Ford, GM EV forecasts
Both companies have discussed their financing strategies and EV plans at investor conferences in the past year. The shared theme is that Ford's EV strategy, which centers on utilizing existing model names such as the Mustang and F-150 pickup truck, has been successful in terms of customer acceptance and cost containment.
In the next 24 months, based on the demand for these products, Ford expects to become the number two EV automaker, with a global annual production of approximately 600,000 EVs. This is due to the complexity of the product in the EV space being much less than in internal combustion engines. This will enable Ford to be more efficient with its capital, labor, and assembly plants.
GM's EV strategy involves introducing new vehicles using existing and new nameplates, such as the $42,000 electric version of the Chevrolet Silverado SUV, as well as its Cruise joint venture with Honda, Microsoft, and other investors to develop an autonomous-car business focused on EVs.
The company has established manufacturing complexes for EV production in two Michigan towns and Spring Hill, Tennessee, with planned battery plants near the sold-off Lordstown plant and in Spring Hill. According to GM chief financial officer Paul Jacobson, the company saves $1 billion to $1.5 billion per plant by converting existing car factories rather than developing all-new ones, which will reach $20 billion to $30 billion by the time GM's EV effort reaches its full scale.
Although electric vehicles are currently less profitable than pickups and SUVs for Ford and GM, this trend is expected to change as battery costs decrease and the companies increase their scale in their EV business. In fact, Tesla is already more profitable per dollar of sales than Ford and GM's auto businesses. Ford reports that its Mustang Mach E was profitable despite selling fewer than 30,000 units in 2021.
As battery cell costs decrease and we scale our operations, we anticipate achieving profitability with EVs that is on par with internal combustion engines, according to a GM spokesperson in an email.

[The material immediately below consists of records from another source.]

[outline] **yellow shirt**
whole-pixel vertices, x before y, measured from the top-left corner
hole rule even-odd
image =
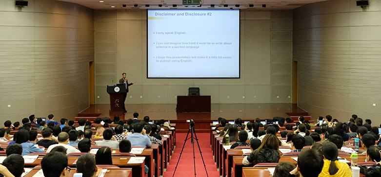
[[[324,160],[324,165],[321,172],[319,174],[319,177],[352,177],[352,171],[349,168],[348,164],[341,162],[338,160],[335,161],[335,164],[339,169],[339,171],[336,174],[333,175],[329,175],[329,165],[331,164],[331,160],[325,159]]]

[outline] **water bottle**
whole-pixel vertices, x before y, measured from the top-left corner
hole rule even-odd
[[[354,145],[355,146],[355,151],[358,151],[359,150],[359,142],[360,141],[360,139],[358,138],[355,138],[355,143],[354,143]]]
[[[358,155],[356,153],[352,153],[351,155],[351,166],[357,166],[357,157]]]
[[[226,134],[225,135],[225,145],[228,146],[229,143],[230,142],[229,142],[229,134]]]

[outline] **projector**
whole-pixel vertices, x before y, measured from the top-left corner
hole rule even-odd
[[[200,0],[182,0],[182,5],[185,7],[200,5]]]

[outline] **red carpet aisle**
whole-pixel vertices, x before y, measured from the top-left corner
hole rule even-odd
[[[220,172],[217,171],[217,167],[214,164],[214,160],[212,153],[212,149],[210,148],[210,134],[209,133],[197,133],[197,138],[199,138],[201,151],[202,153],[202,157],[204,162],[206,165],[206,170],[208,171],[208,175],[209,177],[220,177]],[[167,166],[166,171],[164,172],[163,177],[172,177],[175,171],[179,157],[180,156],[182,146],[184,145],[184,140],[186,136],[186,133],[176,134],[176,147],[175,151],[172,154],[169,165]],[[190,136],[190,133],[188,138]],[[177,166],[175,177],[194,177],[195,172],[193,165],[193,149],[191,143],[191,139],[186,141],[185,147],[182,151],[181,159]],[[195,156],[196,157],[196,177],[206,177],[205,168],[201,159],[199,147],[197,146],[197,142],[195,140]]]

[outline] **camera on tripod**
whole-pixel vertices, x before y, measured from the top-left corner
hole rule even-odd
[[[192,127],[195,126],[195,122],[193,122],[193,119],[187,120],[186,120],[186,122],[189,123],[189,126],[191,126]]]

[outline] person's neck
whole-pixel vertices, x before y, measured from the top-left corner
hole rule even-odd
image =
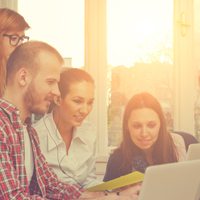
[[[152,156],[152,148],[145,150],[145,151],[144,151],[144,154],[145,154],[145,157],[146,157],[147,162],[148,162],[150,165],[153,165],[153,164],[154,164],[154,161],[153,161],[153,156]]]
[[[66,151],[68,154],[73,137],[73,127],[69,126],[64,120],[62,120],[57,110],[53,111],[53,119],[63,141],[65,142]]]
[[[24,101],[23,101],[22,96],[20,96],[19,93],[6,89],[2,98],[10,102],[11,104],[13,104],[19,110],[20,119],[22,123],[24,123],[26,118],[30,116],[30,113],[27,111],[26,107],[24,106],[24,103],[23,103]]]
[[[53,110],[53,119],[62,137],[73,134],[73,127],[60,117],[57,110]]]

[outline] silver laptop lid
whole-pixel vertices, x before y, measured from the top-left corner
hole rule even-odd
[[[148,167],[139,200],[199,200],[200,160]]]

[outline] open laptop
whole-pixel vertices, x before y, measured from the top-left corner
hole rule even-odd
[[[187,151],[187,160],[200,159],[200,143],[190,144]]]
[[[148,167],[139,200],[200,200],[200,160]]]

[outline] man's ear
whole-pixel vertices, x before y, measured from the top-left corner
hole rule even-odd
[[[57,106],[59,106],[59,105],[60,105],[60,102],[61,102],[61,97],[55,95],[55,96],[53,97],[53,102],[54,102]]]
[[[26,68],[21,68],[17,72],[17,81],[21,87],[26,86],[30,82],[30,73]]]

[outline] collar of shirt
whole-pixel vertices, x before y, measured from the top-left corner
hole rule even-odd
[[[46,128],[48,129],[48,135],[47,135],[48,151],[51,151],[52,149],[57,148],[57,146],[64,144],[64,141],[59,133],[59,130],[57,129],[56,124],[53,120],[52,113],[48,113],[47,115],[44,116],[44,123]],[[86,134],[88,133],[91,134],[91,131],[87,130],[85,126],[88,125],[83,122],[81,127],[77,127],[76,129],[74,129],[73,141],[80,140],[82,143],[87,145],[88,135]]]

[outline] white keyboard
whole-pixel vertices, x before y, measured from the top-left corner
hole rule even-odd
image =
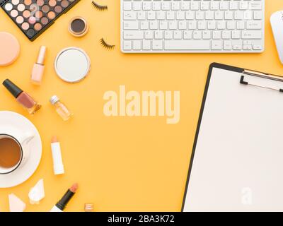
[[[258,53],[265,0],[120,0],[124,53]]]

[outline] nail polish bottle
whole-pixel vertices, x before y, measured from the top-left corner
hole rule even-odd
[[[50,103],[55,107],[56,112],[63,119],[64,121],[67,121],[72,115],[66,105],[60,101],[60,99],[57,95],[51,97]]]
[[[38,102],[10,80],[6,79],[3,82],[3,85],[15,97],[17,102],[27,109],[30,114],[35,114],[40,109],[41,105]]]
[[[45,59],[46,47],[40,47],[37,61],[35,64],[31,73],[31,82],[35,85],[40,85],[45,70],[44,61]]]

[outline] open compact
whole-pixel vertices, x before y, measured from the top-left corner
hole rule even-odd
[[[69,23],[69,32],[75,37],[85,35],[89,29],[88,22],[80,16],[73,18]]]
[[[57,76],[68,83],[77,83],[83,79],[91,70],[91,60],[83,49],[69,47],[62,50],[54,62]]]

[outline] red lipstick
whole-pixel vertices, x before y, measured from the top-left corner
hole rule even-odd
[[[28,93],[23,91],[10,80],[6,79],[3,85],[14,96],[18,103],[21,104],[30,114],[37,112],[41,105],[36,102]]]

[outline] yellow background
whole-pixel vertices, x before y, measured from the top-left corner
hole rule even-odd
[[[43,105],[31,117],[0,86],[0,110],[30,119],[43,145],[33,177],[14,188],[0,189],[0,211],[8,210],[10,193],[27,203],[27,211],[48,211],[76,182],[79,190],[67,211],[83,211],[85,203],[93,203],[96,211],[180,211],[209,65],[216,61],[283,74],[269,23],[272,13],[283,9],[282,0],[266,0],[265,51],[256,54],[123,54],[120,1],[97,1],[108,6],[105,12],[94,9],[91,2],[81,0],[33,42],[0,11],[0,31],[13,34],[21,46],[17,61],[0,68],[1,81],[10,78]],[[82,38],[73,37],[67,30],[69,20],[76,16],[90,23],[89,32]],[[103,49],[101,37],[116,49]],[[30,83],[30,74],[40,45],[48,47],[48,55],[43,82],[37,87]],[[77,84],[63,82],[53,69],[57,54],[71,46],[84,49],[91,59],[91,73]],[[108,90],[118,92],[120,85],[128,91],[180,90],[180,122],[168,125],[165,117],[106,117],[103,95]],[[54,94],[74,112],[70,121],[64,122],[48,102]],[[52,135],[61,141],[66,169],[61,176],[53,174]],[[41,178],[45,198],[39,206],[30,205],[29,189]]]

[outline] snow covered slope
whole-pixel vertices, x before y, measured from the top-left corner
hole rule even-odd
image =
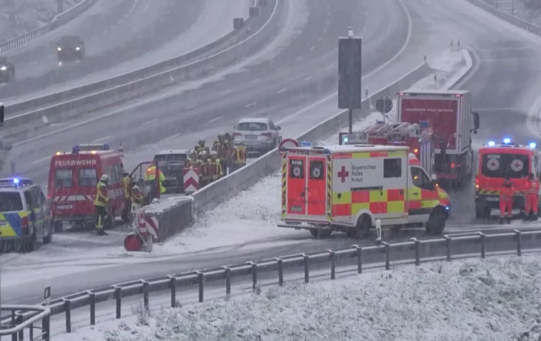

At Morgan Stanley, analyst Adam Jonas, a longtime EV advocate, believes that Ford's recent surge in stock price, which surpassed Tesla's, indicates that its EV-focused businesses are now worth approximately $50 billion. For every 100,000 EV sales, he predicts that Ford's stock price will increase by $2. However, in a report dated January 13th, Jonas cautioned that the rollout of the electric F-150 and other vehicles may cause a temporary dip in the stock price later this year.
Jonas wrote that although it is possible for Ford to succeed in EVs from a $25 level, exceeding expectations for success may be challenging.